Sexta-feira, 6 de agosto de 2021 - 06h01
Bagé, 06.08.2021
Expedição Centenária Roosevelt-Rondon
2ª Parte – XV
Aldeia Jatobá ‒ Aldeia
Zanakwa I
Poucos
pernilongos mas, por outro lado, piuns de várias espécies eram um tanto excessivos;
variavam de tamanho entre o pólvora e a grande mutuca preta. As pequenas
abelhas sem ferrão não se amedrontavam e com dificuldade são afastadas quando
pousam na mão ou no rosto, mas nunca picam, só fazendo cócegas na pele.
Apareciam também abelhas grandes que havendo pousado, não ofendiam se não
fossem molestadas; no caso contrário enterravam o ferrão cruel. Os insetos não
eram de ordinário inconveniente sério, mas em certas horas se tornavam tão
numerosos que eu tinha de escrever de luvas e com a gaze na cabeça. (ROOSEVELT)
Aldeia Jatobá à Fazenda Estrela (29.10.2015)
A partir de Tapirapuã nosso
percurso se dirigia para o Norte, subindo e atravessando o planalto deserto do
Brasil. Das fraldas desta zona elevada, que é geologicamente muito antiga,
defluem para o Norte os tributários do Amazonas, e os do Prata para o Sul,
fazendo imensos volteios e desvios sem conta. (VIVEIROS)
Partimos
da Aldeia Jatobá, às 08h10, depois de nos despedirmos da Cacique Nair e
agradecer-lhe o apoio prestado. O traçado da estrada se estendia altaneiro pelo
“divortium aquarum” (divisor de
águas).
Do
alto do lombo de nossas mulas deslumbrávamo-nos com a paisagem magnífica que
nos permitia avistar, ao longe, as nascentes que alimentam o Rio-mar de um lado
e do outro as que fluíam para a Bacia do Prata. Esquecêramos de entrar em um
acesso arenoso à direita e um gentil motociclista Paresí oportunamente
orientou-nos a pegar uma estreita trilha que nos conduziria ao caminho correto.
[...] dia após dia trotamos
para a frente transpondo chapadas intermináveis de campos e cerrado ralo, com
arbustos quase sempre pouco mais altos do que um cavaleiro. Alguns tinham
flores amarelas, brancas, róseas e cor de laranja; as mais lindas eram as
glórias-matinais. (ROOSEVELT)
Embora
grande parte das trilhas e estradas seja argilosa e muito escorregadia após as
chuvas encontramos desta feita um trecho arenoso. A aridez do Cerrado
impressionava-nos, os arbustos retorcidos com seus troncos carbonizados pelas
queimadas constantes eram vítimas silenciosas não só de uma natureza nem sempre
benfazeja, mas principalmente pela ação secular e criminosa e daninha por parte
dos aborígines.
A
falta de gramíneas e água prenunciava sérias dificuldades para nossos
espartanos muares. A vegetação calcinada, porém, apresentava aqui e ali
pequenas e delicadas flores de todos os matizes que momentaneamente quebravam a
monotonia da paisagem. Por volta das 11h00, apeei, para descansar as pernas,
conduzindo a mula Bolita pelo cabresto. No limite da Área Indígena, avistei uma
boa poça d’água, 300 m fora de nossa rota, alertei meus parceiros e conduzi a
Bolita até o local.
Qualquer
água ou alimento ao longo do percurso não devia nem podia ser menosprezado e
tinha de ser devidamente aproveitado. Os animais é que estavam sendo exigidos
fisicamente nessa etapa e, por isso mesmo, necessitavam de especial atenção.

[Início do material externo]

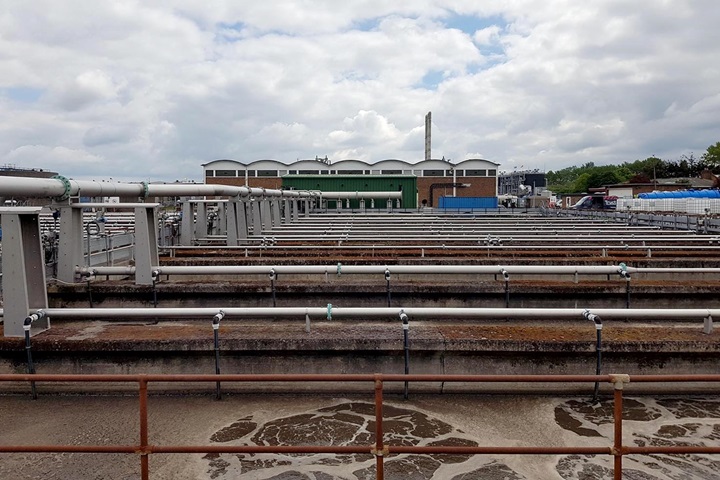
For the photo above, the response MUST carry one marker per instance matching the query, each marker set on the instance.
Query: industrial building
(434, 178)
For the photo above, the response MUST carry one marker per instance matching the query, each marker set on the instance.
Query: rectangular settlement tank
(358, 183)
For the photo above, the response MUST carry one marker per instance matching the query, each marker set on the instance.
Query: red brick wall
(479, 187)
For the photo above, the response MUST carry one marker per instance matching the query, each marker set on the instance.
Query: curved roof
(351, 164)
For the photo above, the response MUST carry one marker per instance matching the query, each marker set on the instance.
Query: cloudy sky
(150, 90)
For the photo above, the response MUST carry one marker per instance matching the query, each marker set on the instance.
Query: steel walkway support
(146, 249)
(23, 270)
(236, 221)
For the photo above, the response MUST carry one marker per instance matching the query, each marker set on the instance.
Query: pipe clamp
(66, 183)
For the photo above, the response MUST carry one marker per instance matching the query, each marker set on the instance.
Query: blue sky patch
(471, 24)
(431, 80)
(22, 94)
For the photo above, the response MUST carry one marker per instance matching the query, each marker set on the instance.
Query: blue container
(468, 203)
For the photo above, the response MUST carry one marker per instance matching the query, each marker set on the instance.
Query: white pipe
(339, 269)
(358, 195)
(59, 188)
(383, 312)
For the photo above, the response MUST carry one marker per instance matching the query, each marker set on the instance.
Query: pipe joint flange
(619, 380)
(380, 453)
(68, 188)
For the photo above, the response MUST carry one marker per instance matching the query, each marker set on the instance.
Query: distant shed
(357, 183)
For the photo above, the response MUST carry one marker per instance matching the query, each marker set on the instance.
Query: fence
(378, 449)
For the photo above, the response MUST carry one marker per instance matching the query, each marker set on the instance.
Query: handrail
(379, 449)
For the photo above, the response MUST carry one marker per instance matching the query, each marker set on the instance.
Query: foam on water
(512, 422)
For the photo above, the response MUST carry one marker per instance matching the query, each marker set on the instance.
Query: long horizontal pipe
(339, 269)
(384, 312)
(473, 246)
(58, 188)
(358, 195)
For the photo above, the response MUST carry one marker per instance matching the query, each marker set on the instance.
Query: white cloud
(163, 87)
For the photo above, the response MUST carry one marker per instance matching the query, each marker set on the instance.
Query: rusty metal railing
(379, 449)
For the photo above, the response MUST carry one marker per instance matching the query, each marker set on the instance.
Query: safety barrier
(378, 449)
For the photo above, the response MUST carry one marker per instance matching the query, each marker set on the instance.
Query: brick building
(435, 178)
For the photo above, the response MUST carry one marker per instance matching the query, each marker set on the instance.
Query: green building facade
(407, 184)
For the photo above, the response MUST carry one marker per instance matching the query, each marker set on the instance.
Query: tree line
(581, 178)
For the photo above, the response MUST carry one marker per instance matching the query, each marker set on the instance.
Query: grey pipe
(362, 312)
(385, 270)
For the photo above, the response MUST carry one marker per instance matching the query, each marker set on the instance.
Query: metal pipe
(371, 269)
(379, 449)
(273, 276)
(144, 450)
(216, 329)
(363, 312)
(62, 188)
(27, 326)
(598, 349)
(406, 330)
(358, 195)
(617, 432)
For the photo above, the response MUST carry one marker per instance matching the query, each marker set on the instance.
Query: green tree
(711, 158)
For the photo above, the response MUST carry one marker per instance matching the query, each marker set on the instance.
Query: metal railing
(378, 449)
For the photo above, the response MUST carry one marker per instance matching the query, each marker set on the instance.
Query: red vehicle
(596, 202)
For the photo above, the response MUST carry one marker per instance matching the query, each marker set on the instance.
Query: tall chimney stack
(428, 127)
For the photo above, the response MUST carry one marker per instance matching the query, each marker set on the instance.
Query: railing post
(618, 382)
(144, 466)
(379, 450)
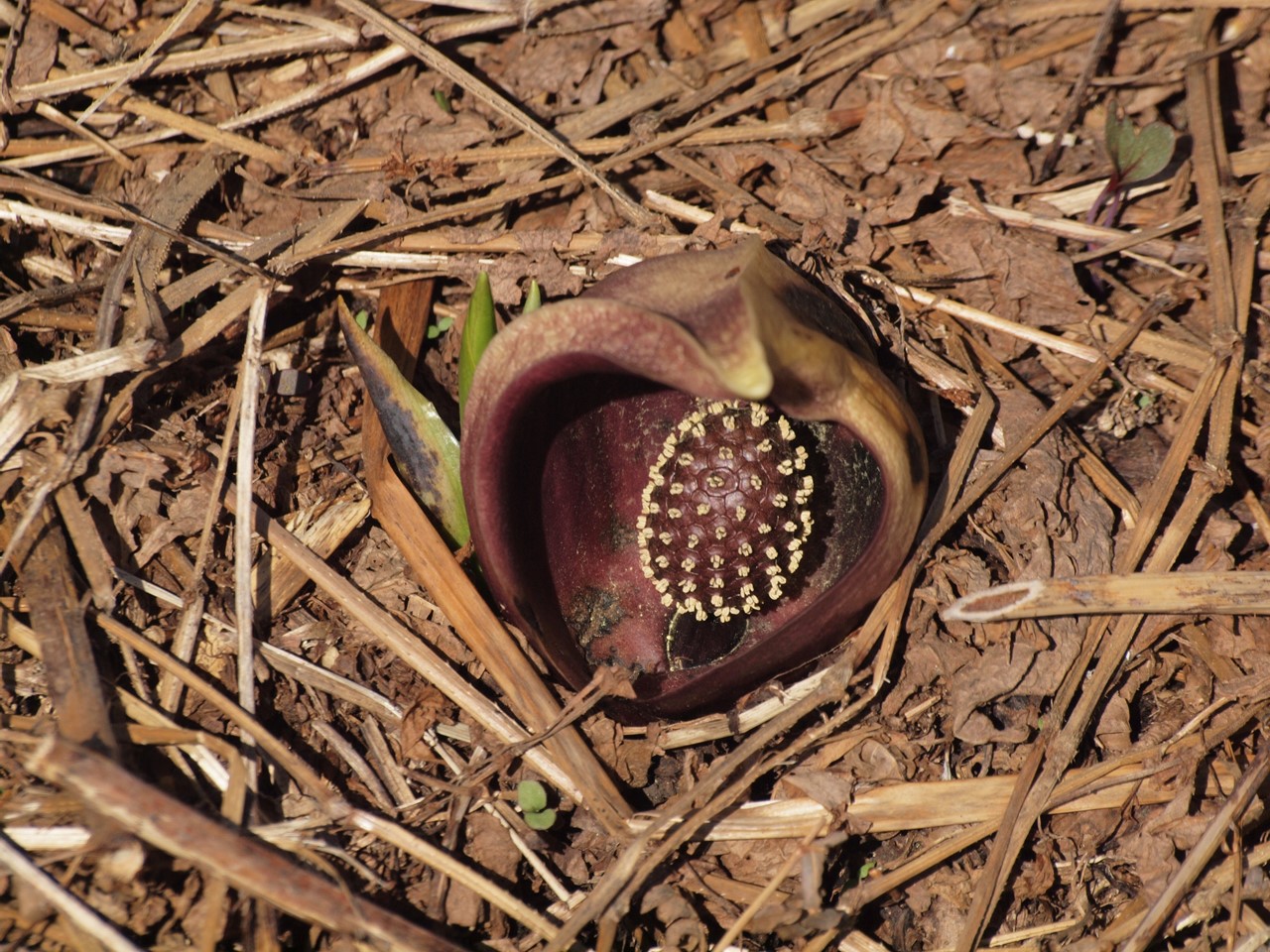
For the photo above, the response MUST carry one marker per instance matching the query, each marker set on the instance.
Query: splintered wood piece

Logo à frente, fizemos a parada do almoço no acampamento provisório montado
pelo Sargento Yuri e o Soldado Eder. Desencilhamos os animais e os soltamos na
plantação de uma grande fazenda vizinha à Área Indígena. Chegamos à Fazenda
Estrela por volta das 17h30, depois de cavalgar 30 km. O arrendatário
paranaense gentilmente conseguiu um local para montarmos as barracas e
carregarmos os equipamentos eletrônicos.
Processo de Savanização Milenar
Os índios sempre souberam como
lidar com a terra. São eles que nos ajudam a manter vivas nossas matas e
contribuem para a preservação de nossos mananciais.
(Mércio Pereira Gomes)
Alguns
desavisados acham que o cerrado ralo e abrasado dos Paresí sempre teve estas
características, na verdade a ação antrópica, mais do que a da própria natureza
através dos raios, alterou significativamente as zonas da mata de transição e
do cerrado para o triste cenário que observamos hoje. O ex-Presidente da FUNAI
Mércio Pereira Gomes e outros tantos antropólogos e ambientalistas atrelados a
convicções ideológicas sem nenhuma fundamentação científica, mostram
desconhecer a cultura que tanto defendem e as leis que regem a sobrevivência
dos povos nativos. O Professor Evaristo Eduardo de Miranda afirma que o
processo de savanização não só teve origem com os povos primitivos, mas como
continua até os dias de hoje.
Embora
Miranda faça essa observação exclusivamente em relação a áreas florestais, é
lógico que ela ocorreu e continua ocorrendo em outros biomas.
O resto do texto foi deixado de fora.